Convergence of improper integral $\to\pi$

Question

$$\int_0^\pi\frac{\sin^2x}{\pi^2-x^2}\mathrm dx$$

$\sin$ is converging, but the rest has infinite limit in this segment, while $ \to\pi$, so Abel doesn't work. Dirichlet is not working either. I tried to bound this integral, but unsuccessfully. Not sure what else to use. Any throughts?

Answer 1

Denote $u= \pi -x$. You have $$f(x)= \frac{\sin^2x}{\pi^2 - x ^2} = f(\pi - u) = \frac{\sin^2 u}{\pi^2-(\pi-u)^2}= \frac{\sin^2 u}{2 \pi u-u^2}.$$

Therefore $$\lim\limits_{u \to 0} \frac{\sin^2 u }{2 \pi u - u^2} = 0$$ as $\sin u \sim u$ around $0$.

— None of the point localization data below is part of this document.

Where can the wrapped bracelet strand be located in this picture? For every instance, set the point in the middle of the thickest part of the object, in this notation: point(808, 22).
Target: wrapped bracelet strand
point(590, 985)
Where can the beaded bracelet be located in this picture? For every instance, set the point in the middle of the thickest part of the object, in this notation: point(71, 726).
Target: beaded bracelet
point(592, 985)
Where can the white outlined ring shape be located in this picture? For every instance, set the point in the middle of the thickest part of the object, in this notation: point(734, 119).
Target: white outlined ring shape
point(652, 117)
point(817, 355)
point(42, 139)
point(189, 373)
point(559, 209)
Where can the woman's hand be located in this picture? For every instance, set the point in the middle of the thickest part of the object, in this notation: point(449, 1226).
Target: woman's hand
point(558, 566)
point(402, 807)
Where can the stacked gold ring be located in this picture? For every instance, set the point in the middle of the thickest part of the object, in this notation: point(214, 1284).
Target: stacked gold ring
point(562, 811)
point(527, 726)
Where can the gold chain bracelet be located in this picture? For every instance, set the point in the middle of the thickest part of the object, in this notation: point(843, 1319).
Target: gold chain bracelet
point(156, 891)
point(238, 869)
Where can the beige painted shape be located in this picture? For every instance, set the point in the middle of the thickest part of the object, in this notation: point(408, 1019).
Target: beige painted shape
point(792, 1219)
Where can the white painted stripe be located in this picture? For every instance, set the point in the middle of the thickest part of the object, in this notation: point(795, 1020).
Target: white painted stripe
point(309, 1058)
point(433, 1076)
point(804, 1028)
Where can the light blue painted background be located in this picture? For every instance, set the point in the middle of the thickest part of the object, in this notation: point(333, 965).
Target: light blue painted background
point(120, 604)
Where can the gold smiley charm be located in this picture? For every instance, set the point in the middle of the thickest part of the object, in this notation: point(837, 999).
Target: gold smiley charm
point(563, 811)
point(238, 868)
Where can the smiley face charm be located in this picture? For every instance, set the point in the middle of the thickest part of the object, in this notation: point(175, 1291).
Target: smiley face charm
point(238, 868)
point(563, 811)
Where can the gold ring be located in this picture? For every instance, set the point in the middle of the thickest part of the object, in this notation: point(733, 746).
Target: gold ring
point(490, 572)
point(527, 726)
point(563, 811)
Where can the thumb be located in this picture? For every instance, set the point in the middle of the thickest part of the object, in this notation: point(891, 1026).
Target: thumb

Conclusion, the function under the integral sign is continuous at $\pi$ and the integral converges.

Answer 2

Split the integral in half and apply $x\mapsto\pi-x$ to the $x>\pi/2$ integral. You'll see each integral ends up with an integrand whose numerator and denominator are respectively $O(x^2)$ and $O(x^{0\,\text{or}\,1})$ for small $x$, and the integrals converge.